Despite the challenges of being a biologic pioneer, Amgen Inc.'s melanoma drug, talimogene laherparepvec, or T-vec, garnered the support of two FDA advisory committees – with some caveats.

The Cellular, Tissue and Gene Therapies and Oncologic Drugs Advisory Committees voted 22-1 Wednesday that T-vec's overall risk-benefit profile supported traditional approval for the treatment of injectable, regionally or distantly metastatic melanoma.

It was the wording of the indication for the first-in-class oncolytic immunotherapy that drew the lone no vote and several of the caveats.

The data were clear, but the FDA's question was muddy, said Richard Sherry, a staff clinician at the National Cancer Institute. His concern was the broadness of the patient population represented in the indication when the data showed T-vec had the most significant effect in stage III and IVa melanoma.

"This is a chance to make a statement," he said. "This drug is not appropriate for the vast majority of patients with visceral disease."

Patrick Hwu, a melanoma professor at the University of Texas M.D. Anderson Cancer Center, supported approval without limiting the patient population. "I need as many arrows as possible in my quiver" to better treat patients, he said, noting that T-vec is among the least toxic cancer agents.

While he wouldn't use it blindly on patients, Hwu said he has patients he would treat with the drug. "Let physicians be professionals and make the best decisions" for their patients, he added.

Sherry shot back that no one outside the FDA and advisory committees will look at the clinical trial data to see which patients truly benefitted from T-vec.

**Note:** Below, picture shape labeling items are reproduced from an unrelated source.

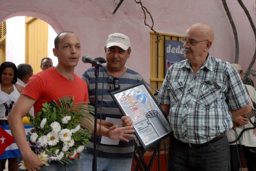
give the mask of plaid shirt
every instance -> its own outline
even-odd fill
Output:
[[[230,130],[230,110],[249,103],[238,72],[209,55],[196,74],[187,60],[172,65],[157,100],[170,105],[168,117],[175,137],[197,144]]]

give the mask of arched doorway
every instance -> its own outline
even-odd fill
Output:
[[[1,48],[1,62],[11,61],[16,65],[28,63],[33,68],[34,74],[41,71],[40,61],[44,57],[51,58],[53,65],[57,64],[57,59],[52,53],[54,39],[63,30],[58,23],[48,16],[31,11],[10,15],[4,21],[5,53]]]

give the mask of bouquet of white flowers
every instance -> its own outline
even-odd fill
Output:
[[[29,116],[34,129],[29,133],[30,146],[45,164],[53,160],[69,163],[86,149],[93,129],[93,112],[87,102],[75,103],[70,97],[42,104],[35,118]],[[21,168],[25,165],[20,164]]]

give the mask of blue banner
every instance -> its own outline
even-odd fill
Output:
[[[185,60],[183,43],[179,41],[165,40],[165,74],[168,68],[176,62]]]
[[[24,125],[26,135],[34,127],[30,125]],[[9,125],[0,126],[0,160],[8,158],[20,157],[18,146],[12,137]]]

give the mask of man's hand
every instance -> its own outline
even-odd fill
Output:
[[[123,127],[131,126],[133,125],[133,121],[129,116],[123,116],[122,117],[122,123]]]
[[[121,140],[129,142],[129,140],[125,137],[134,137],[133,133],[135,130],[133,129],[133,124],[130,126],[118,128],[117,125],[110,127],[108,131],[108,137],[111,139],[119,139]]]
[[[39,160],[37,155],[32,151],[26,156],[23,156],[23,158],[27,170],[28,171],[39,170],[41,169],[40,166],[44,165]]]
[[[248,119],[243,117],[241,116],[237,117],[234,119],[234,121],[236,122],[236,123],[241,126],[243,126],[247,124],[248,121]]]
[[[101,119],[101,122],[100,122],[100,119],[97,119],[97,123],[100,124],[101,127],[104,127],[108,129],[110,129],[110,127],[112,127],[113,125],[111,123],[105,122],[105,120]]]

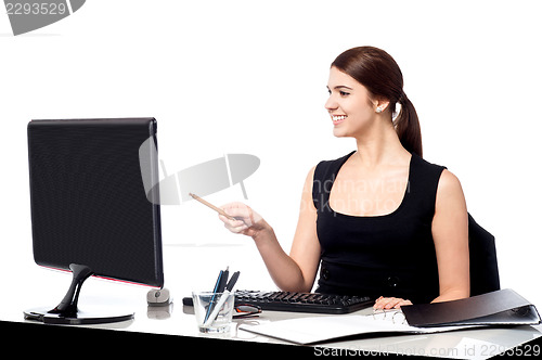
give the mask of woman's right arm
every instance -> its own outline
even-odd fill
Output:
[[[219,216],[227,229],[254,239],[274,283],[282,291],[310,292],[320,265],[320,243],[317,236],[317,209],[312,202],[312,168],[305,181],[301,206],[292,249],[287,255],[273,228],[249,206],[232,203],[222,209],[236,220]]]

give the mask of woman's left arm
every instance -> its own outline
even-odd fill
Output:
[[[431,303],[469,296],[468,215],[460,180],[450,171],[440,176],[433,239],[437,253],[440,295]]]

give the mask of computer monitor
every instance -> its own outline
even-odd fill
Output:
[[[149,141],[149,140],[152,141]],[[33,252],[73,281],[56,306],[25,311],[49,323],[125,321],[78,309],[89,277],[164,285],[154,118],[43,119],[28,124]]]

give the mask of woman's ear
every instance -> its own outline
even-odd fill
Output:
[[[383,113],[389,106],[389,100],[387,99],[376,99],[373,100],[373,108],[375,113]]]

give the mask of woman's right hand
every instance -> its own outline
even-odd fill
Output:
[[[223,215],[218,216],[224,223],[225,229],[233,233],[256,237],[258,233],[267,227],[263,218],[248,205],[243,203],[230,203],[221,206],[221,208],[225,214],[235,218],[234,220],[230,220]]]

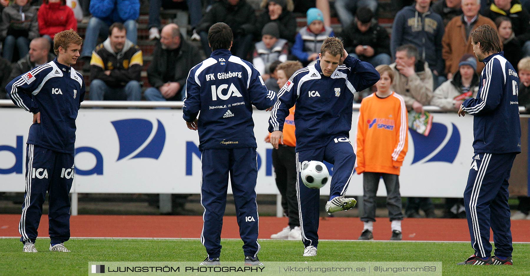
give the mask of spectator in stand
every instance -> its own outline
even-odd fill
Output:
[[[464,14],[452,20],[445,27],[442,39],[442,56],[445,60],[445,72],[447,78],[453,78],[453,75],[458,70],[460,59],[466,53],[474,55],[469,34],[479,26],[487,24],[495,27],[495,23],[490,19],[479,14],[479,0],[463,0]],[[484,63],[478,63],[476,72],[480,73],[484,69]]]
[[[176,24],[166,25],[161,34],[153,52],[155,58],[147,68],[152,87],[145,90],[144,96],[147,100],[182,100],[188,74],[202,59],[198,49],[184,39]]]
[[[292,2],[290,0],[264,0],[260,7],[265,10],[258,16],[256,31],[259,32],[266,24],[275,22],[278,26],[281,26],[280,38],[294,43],[296,35],[296,18],[289,11],[293,10]]]
[[[139,0],[91,0],[90,13],[92,17],[86,27],[81,51],[81,58],[85,64],[90,60],[98,38],[110,36],[109,26],[115,22],[122,23],[127,30],[127,40],[136,44]],[[86,66],[83,69],[86,69]]]
[[[523,56],[530,56],[530,15],[518,0],[494,0],[483,15],[493,21],[499,16],[509,17],[515,36],[523,44]]]
[[[504,57],[511,64],[518,64],[522,58],[521,43],[511,29],[511,21],[506,16],[499,16],[495,20],[495,25],[502,43]]]
[[[438,0],[431,6],[431,9],[441,16],[446,26],[454,17],[462,15],[461,3],[462,0]]]
[[[93,1],[94,0],[92,0]],[[140,100],[142,50],[127,39],[127,29],[112,23],[109,38],[92,52],[90,61],[90,99]]]
[[[427,62],[419,59],[418,48],[411,44],[400,46],[396,50],[392,90],[401,95],[408,109],[423,112],[423,105],[432,98],[432,74]]]
[[[21,58],[28,54],[30,41],[39,36],[37,10],[28,0],[15,0],[4,8],[0,21],[0,41],[4,41],[2,56],[13,62],[15,47]]]
[[[445,111],[458,111],[464,100],[476,97],[479,91],[479,75],[476,71],[475,56],[465,54],[460,59],[458,70],[453,75],[453,78],[447,80],[435,90],[431,105],[438,106]],[[446,198],[444,217],[465,218],[464,199]]]
[[[519,94],[518,99],[519,106],[524,106],[526,112],[530,112],[530,57],[523,58],[517,64],[519,70]]]
[[[54,43],[55,34],[65,30],[77,31],[77,21],[74,11],[66,5],[66,0],[44,0],[39,8],[39,32]]]
[[[444,24],[441,17],[429,8],[430,2],[431,0],[417,0],[413,5],[398,12],[392,25],[390,48],[395,58],[398,47],[405,44],[416,46],[419,59],[429,64],[436,88],[446,80],[441,57]]]
[[[334,36],[333,29],[324,25],[324,16],[316,8],[307,10],[307,25],[296,35],[291,51],[304,66],[319,58],[320,47],[326,38]]]
[[[278,66],[278,86],[283,87],[287,80],[297,70],[302,68],[299,61],[289,60]],[[268,89],[268,86],[267,87]],[[278,149],[272,149],[272,165],[276,177],[276,187],[281,195],[281,207],[284,214],[289,218],[288,225],[281,231],[271,235],[273,239],[302,240],[300,218],[296,196],[298,173],[296,171],[296,137],[295,136],[295,109],[289,109],[289,115],[284,124],[282,144]],[[270,143],[270,134],[265,138],[265,142]]]
[[[256,14],[246,0],[220,0],[214,4],[205,14],[196,28],[200,35],[202,49],[207,57],[211,54],[208,42],[208,31],[217,22],[226,22],[234,32],[234,41],[230,51],[234,56],[246,60],[252,47],[255,32]],[[261,31],[263,26],[259,27]]]
[[[11,81],[9,74],[11,72],[11,62],[0,57],[0,99],[8,98],[5,86]]]
[[[190,24],[195,29],[202,17],[202,6],[198,0],[150,0],[149,1],[149,40],[158,39],[160,33],[160,8],[188,10]]]
[[[526,112],[530,112],[530,57],[523,58],[517,64],[519,71],[519,91],[517,99],[519,106],[524,106]],[[530,197],[517,197],[519,205],[517,211],[511,215],[512,220],[530,219]]]
[[[447,80],[435,90],[431,105],[445,111],[458,111],[464,100],[476,96],[479,91],[479,76],[476,71],[475,56],[464,54],[458,63],[458,70],[453,78]]]
[[[456,0],[455,0],[456,1]],[[377,10],[377,1],[376,0],[335,0],[335,10],[339,16],[339,20],[346,29],[351,25],[354,21],[354,15],[358,16],[359,8],[367,8],[375,15]],[[351,52],[348,51],[349,53]]]
[[[350,56],[367,61],[374,67],[390,64],[388,33],[374,21],[374,14],[367,7],[357,9],[355,19],[342,31],[344,48]]]
[[[286,40],[278,39],[279,36],[280,30],[276,22],[269,22],[261,30],[261,41],[255,44],[252,65],[264,80],[270,78],[271,72],[268,69],[271,63],[287,60],[289,45]]]
[[[262,0],[262,5],[264,7],[268,0]],[[287,9],[292,12],[304,14],[312,7],[316,7],[324,14],[324,25],[331,26],[331,18],[330,15],[329,0],[286,0]],[[291,7],[289,8],[289,7]]]
[[[423,112],[423,105],[432,98],[432,73],[427,62],[418,58],[416,46],[408,44],[396,49],[395,62],[390,65],[394,70],[392,90],[401,95],[408,109]],[[421,217],[419,209],[427,217],[435,217],[434,206],[429,198],[409,197],[405,214],[408,217]]]
[[[269,66],[269,71],[270,72],[270,78],[265,81],[265,86],[267,89],[272,90],[278,93],[280,91],[280,87],[278,84],[278,66],[281,63],[279,60],[277,60],[270,63]]]
[[[53,60],[55,55],[50,52],[50,41],[46,38],[33,39],[30,43],[30,51],[28,54],[13,65],[10,80]]]

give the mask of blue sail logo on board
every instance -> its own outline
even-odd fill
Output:
[[[429,136],[425,136],[410,129],[414,144],[414,158],[411,164],[421,162],[446,162],[453,163],[460,148],[460,132],[454,124],[450,127],[432,123]]]
[[[160,120],[153,123],[145,119],[126,119],[111,122],[120,144],[117,161],[126,158],[158,159],[165,143],[165,129]]]

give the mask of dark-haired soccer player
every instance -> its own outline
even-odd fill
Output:
[[[513,263],[508,180],[515,155],[521,152],[517,87],[519,77],[501,51],[497,30],[479,26],[470,34],[473,50],[485,67],[476,98],[464,101],[458,116],[473,116],[474,154],[464,191],[471,245],[475,253],[457,264]],[[490,227],[495,256],[491,257]]]
[[[23,252],[37,252],[35,239],[49,195],[50,251],[69,252],[70,199],[74,180],[75,119],[85,96],[83,76],[70,66],[83,39],[72,30],[54,38],[57,58],[11,81],[6,87],[16,106],[33,113],[26,148],[26,186],[19,225]]]
[[[354,94],[378,80],[379,73],[372,65],[348,56],[340,39],[328,38],[316,63],[295,72],[278,93],[269,120],[270,142],[278,149],[289,108],[296,103],[299,174],[303,164],[311,160],[325,160],[334,165],[326,212],[348,210],[357,203],[344,197],[355,164],[349,140]],[[304,256],[316,256],[320,192],[306,187],[299,176],[297,192]]]
[[[208,40],[213,52],[190,71],[182,108],[188,127],[199,131],[202,153],[201,203],[205,211],[201,242],[208,256],[201,264],[219,263],[229,173],[245,264],[262,265],[258,259],[258,146],[252,105],[267,109],[276,96],[267,90],[252,63],[232,56],[233,34],[228,25],[214,24]]]

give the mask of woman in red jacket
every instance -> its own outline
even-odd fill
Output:
[[[49,36],[52,44],[55,34],[65,30],[77,31],[77,21],[66,0],[44,0],[37,15],[39,32]]]

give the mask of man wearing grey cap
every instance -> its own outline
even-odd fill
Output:
[[[476,96],[479,90],[479,76],[476,59],[470,54],[464,54],[458,62],[458,70],[453,79],[444,82],[434,91],[431,105],[446,111],[458,111],[466,99]],[[457,214],[458,210],[455,212]],[[449,214],[450,215],[450,214]]]

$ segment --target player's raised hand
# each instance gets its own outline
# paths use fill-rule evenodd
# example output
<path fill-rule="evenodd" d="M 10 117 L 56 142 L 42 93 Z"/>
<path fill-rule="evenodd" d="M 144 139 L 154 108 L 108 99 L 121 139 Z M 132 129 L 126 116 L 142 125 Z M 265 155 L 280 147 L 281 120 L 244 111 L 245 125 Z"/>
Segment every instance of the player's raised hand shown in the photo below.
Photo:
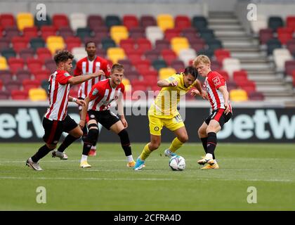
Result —
<path fill-rule="evenodd" d="M 178 84 L 177 81 L 172 82 L 169 84 L 170 86 L 176 86 Z"/>
<path fill-rule="evenodd" d="M 85 102 L 85 101 L 81 100 L 81 99 L 77 99 L 77 100 L 76 100 L 76 103 L 77 103 L 78 105 L 81 105 L 81 106 L 84 106 L 84 105 L 86 105 L 86 102 Z"/>

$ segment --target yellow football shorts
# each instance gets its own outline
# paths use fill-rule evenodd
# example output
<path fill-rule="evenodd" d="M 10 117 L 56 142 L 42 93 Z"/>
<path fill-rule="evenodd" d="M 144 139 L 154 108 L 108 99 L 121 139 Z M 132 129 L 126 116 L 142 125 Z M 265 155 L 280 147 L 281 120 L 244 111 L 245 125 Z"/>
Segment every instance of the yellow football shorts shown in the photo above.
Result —
<path fill-rule="evenodd" d="M 160 118 L 154 115 L 148 115 L 150 121 L 150 133 L 152 135 L 161 136 L 163 127 L 167 127 L 171 131 L 185 126 L 180 114 L 172 118 Z"/>

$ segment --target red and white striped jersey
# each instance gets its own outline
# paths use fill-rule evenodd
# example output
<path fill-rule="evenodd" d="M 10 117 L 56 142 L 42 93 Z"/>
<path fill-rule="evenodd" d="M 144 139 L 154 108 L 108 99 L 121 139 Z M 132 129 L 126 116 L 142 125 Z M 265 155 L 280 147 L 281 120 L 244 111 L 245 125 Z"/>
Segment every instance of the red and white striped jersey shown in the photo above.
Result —
<path fill-rule="evenodd" d="M 90 90 L 91 90 L 92 86 L 95 84 L 100 80 L 105 79 L 105 77 L 109 77 L 110 73 L 110 67 L 107 60 L 98 56 L 96 56 L 93 61 L 89 60 L 88 57 L 85 57 L 77 63 L 77 66 L 74 71 L 74 76 L 90 75 L 98 70 L 103 70 L 105 76 L 99 76 L 81 84 L 79 88 L 78 98 L 84 99 L 89 94 Z"/>
<path fill-rule="evenodd" d="M 88 110 L 107 110 L 112 101 L 118 99 L 121 95 L 124 94 L 125 86 L 122 83 L 113 89 L 110 82 L 110 79 L 106 79 L 94 84 L 88 95 L 91 101 Z"/>
<path fill-rule="evenodd" d="M 206 77 L 204 86 L 207 91 L 212 110 L 225 108 L 223 95 L 218 90 L 218 88 L 222 86 L 226 86 L 225 80 L 223 77 L 217 72 L 210 71 L 208 73 L 207 77 Z M 229 107 L 230 108 L 230 112 L 232 112 L 230 104 L 229 104 Z"/>
<path fill-rule="evenodd" d="M 69 79 L 72 78 L 67 71 L 56 70 L 49 77 L 49 108 L 44 117 L 50 120 L 63 120 L 67 113 L 70 94 Z"/>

While several other panelists agreed with Sherry that T-vec should be restricted to melanoma patients without visceral disease, they voted yes on approval. However, they recommended labeling restrictions and education programs for oncologists and patients.

Like Hwu, panelist Louis Diehl, a professor at Duke University Medical Center, voted an unequivocal yes, saying the patient testimony during a public hearing helped him focus on the benefit of the drug. Given how T-vec saved the patients' lives when their doctors had given up hope, he said he wouldn't want to take the drug out of the hands of oncologists or restrict its use to certain patient subgroups.

If approved, T-vec would be only the second therapeutic cancer vaccine approved by the FDA and the first approved to treat melanoma. But for panelist Grzegorz Nowakowski, an assistant professor at Mayo Clinic, the drug is just another modality in the oncologist toolbox. As a single agent, he doesn't think it will change the melanoma field, which has seen the approval of a number of new therapies since the phase III T-vec trial started in 2008.

Going forward, Hwu said, Amgen needs to look at T-vec in combinations, especially with some of the newer melanoma drugs.

In the briefing documents released before the adcom meeting, the FDA struck a critical tone, noting that T-vec showed a "strong trend" but missed statistical significance in overall survival (OS) in the phase III study in metastatic melanoma. Although OS was a secondary endpoint and T-vec met the primary endpoint of durable response rate in the randomized, open-label OPTiM trial, the FDA's penchant for a strong OS benefit is well known in the cancer community. (See BioWorld Today, April 28, 2015.)

Since T-vec is derived from an attenuated herpes simplex virus-1 isolate, the FDA also raised concerns about the potential for viral shedding and transmission. While the committees spent considerable time discussing the possibility, the panelists didn't seem overly concerned, describing it as low risk. Amgen is conducting a shedding study to shed more light on the issue.

The Thousand Oaks, Calif.-based company acquired T-vec, then known as Oncovex, in its $1 billion buyout in 2011 of Biovex Group Inc. (See BioWorld Today, March 21, 2013.)